かりん (1) (角川コミックスドラゴンJr.) かりん (2) かりん (3) (角川コミックスドラゴンJr.) かりん (4) (角川コミックスドラゴンJr.) かりん (5) (角川コミックスドラゴンJr)
 吸血鬼もの――なのですが、ちょっと“ひねり”が効いています。ヒロイン真紅果林(まあか・かりん)は在日三世のヴァンパイア。なのに、血が増えてしまう増血鬼。月に一度のアノ日には、噛み付いて献血しないと鼻血が吹き出してしまう特異体質。しかも不健康な(?)昼型生活。
 もう1つの特徴は、血の嗜好という要素を組み入れているところ。母は「嘘つき」の血を好む(苦み走った辛口であれば尚良し)。兄は「ストレス」を含んだ血(の持ち主である10〜50歳の女性^^;)が好み。では、かりんはというと……
 こうした舞台設定のもと、同級生・雨水健太とのラブコメが展開される。小気味よく話が進んでいき、飽きさせない。各巻ごとに少しずつ外伝を折り込み、周辺の人物について掘り下げていくというのも好感が持てる作り。

あゆ

 マンガは初めて読んでみたわけですが、好印象を与える作家です。十年以上前から存在は知っていたのですが、これまで避けていたんですよね。どうしても影崎由那の絵を見ると、おぞましい感覚が本能的に呼び起こされて。
 自分でも理由を忘れていたのですが、先日、倉庫を眺めていて思い出しました。
 『あゆ』のせいだ。
 影崎由那というゲームクリエイターの存在は、かなり古くから知っていたのです。“A I R”で霧島聖の医院が出てきたとき、『霧島診療室の午後』を思い出したくらいなので*1
 問題は『あゆ』です。
 これは1996年9月に、BELL-DA(ベルーダ)というソフトハウスが発表。PC-9801からWindowsへのパラダイムシフトが起こったことを象徴する作品でした。ポイントは3つ。(1)FDからCD-ROMへと媒体の大容量化、(2)98VM仕様(4096色中16色)から256色へ、(3)音楽・音声の収録。
 もっとも、これらの技術はFM-Townsであれば登場時から実現していました。PC-98でも、既にSUCCUBUS『禁忌 -TABOO-』が貧弱な環境でありながら声を再生するという偉業を達成しております。それがマルチメディア時代になると、特段の労苦を必要とせずに実現できるようになったわけです。そうした時代の転換点を象徴し、体感させたのが『あゆ』。

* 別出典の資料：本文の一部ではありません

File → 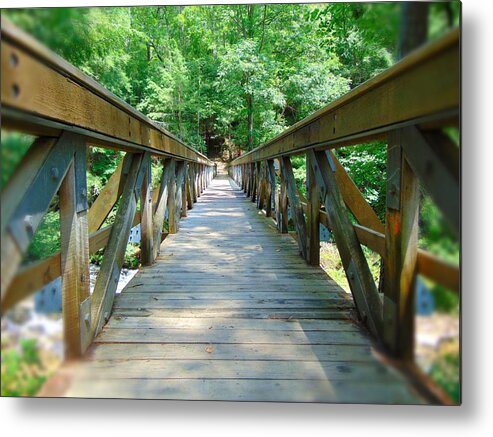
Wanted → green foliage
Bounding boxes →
[337,141,387,222]
[1,339,47,396]
[0,130,34,188]
[430,341,460,402]
[90,243,140,269]
[24,211,60,263]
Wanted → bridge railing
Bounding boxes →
[229,30,460,376]
[1,17,214,359]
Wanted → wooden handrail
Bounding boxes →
[1,17,213,165]
[230,29,460,165]
[229,29,460,361]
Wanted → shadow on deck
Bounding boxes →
[40,175,423,404]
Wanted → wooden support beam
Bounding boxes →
[233,29,460,164]
[1,212,140,314]
[0,16,211,165]
[308,151,382,338]
[60,140,91,360]
[140,159,153,266]
[172,161,186,234]
[0,137,56,235]
[401,126,460,235]
[265,159,279,217]
[91,153,150,337]
[88,154,130,233]
[281,156,307,260]
[180,162,188,217]
[383,130,419,361]
[277,160,288,234]
[168,161,178,234]
[306,155,320,266]
[257,162,267,210]
[153,159,176,259]
[1,132,79,300]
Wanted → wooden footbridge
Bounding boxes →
[1,19,460,404]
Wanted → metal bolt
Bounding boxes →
[10,53,19,67]
[24,214,33,232]
[50,167,60,181]
[12,83,21,97]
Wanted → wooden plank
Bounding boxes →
[174,161,186,228]
[91,154,150,335]
[106,316,359,332]
[180,163,188,217]
[140,159,153,266]
[71,359,404,384]
[0,137,56,234]
[265,159,279,217]
[1,133,76,301]
[1,17,212,165]
[383,130,419,361]
[60,140,90,359]
[56,379,423,404]
[1,213,140,313]
[306,152,320,266]
[91,342,375,362]
[308,151,382,337]
[153,159,175,260]
[113,307,352,321]
[231,29,460,165]
[281,157,308,260]
[95,328,370,345]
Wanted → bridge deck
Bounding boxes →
[42,171,423,403]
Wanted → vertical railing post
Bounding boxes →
[267,159,279,217]
[180,162,188,217]
[140,159,153,266]
[59,141,91,359]
[383,130,419,361]
[168,162,178,234]
[277,159,288,234]
[306,154,320,266]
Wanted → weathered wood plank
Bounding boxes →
[95,328,370,345]
[383,130,419,361]
[90,342,375,362]
[281,157,307,260]
[306,152,320,266]
[308,151,382,337]
[60,140,91,359]
[91,153,150,335]
[1,16,211,165]
[88,158,129,234]
[231,29,460,165]
[152,159,175,260]
[140,159,153,266]
[1,132,77,301]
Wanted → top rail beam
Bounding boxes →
[230,29,460,165]
[1,17,212,165]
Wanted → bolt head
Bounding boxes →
[50,167,59,180]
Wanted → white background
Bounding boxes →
[0,0,493,437]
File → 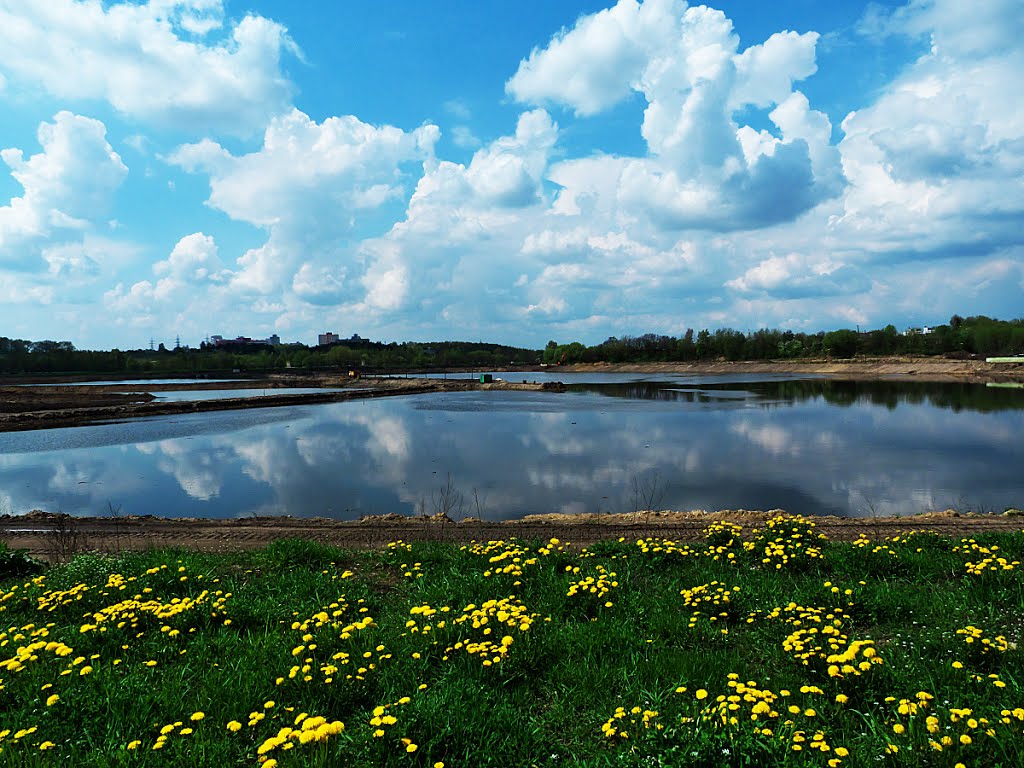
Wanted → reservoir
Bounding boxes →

 そこまで重要な位置づけにあるのに、どうして忘れていたのかというと、記憶を閉じこめていたようです。うっかりリプレイしてしまい、悶絶。封印解除レリーズしなきゃ良かった……。とにかく「電波」な声で充ち満ちているのです(展開も)。一言で表現すると白痴。ちなみに、『あゆ』のゲームシステムはアリスソフト『あゆみちゃん物語』(1993年)の応用で、新規性は皆無でした。
http://erogamescape.ddo.jp/~ap2/ero/toukei_kaiseki/game.php?game=30

*1:May-Be SOFT の作品。1995年8月発表。影崎由那が原画を担当。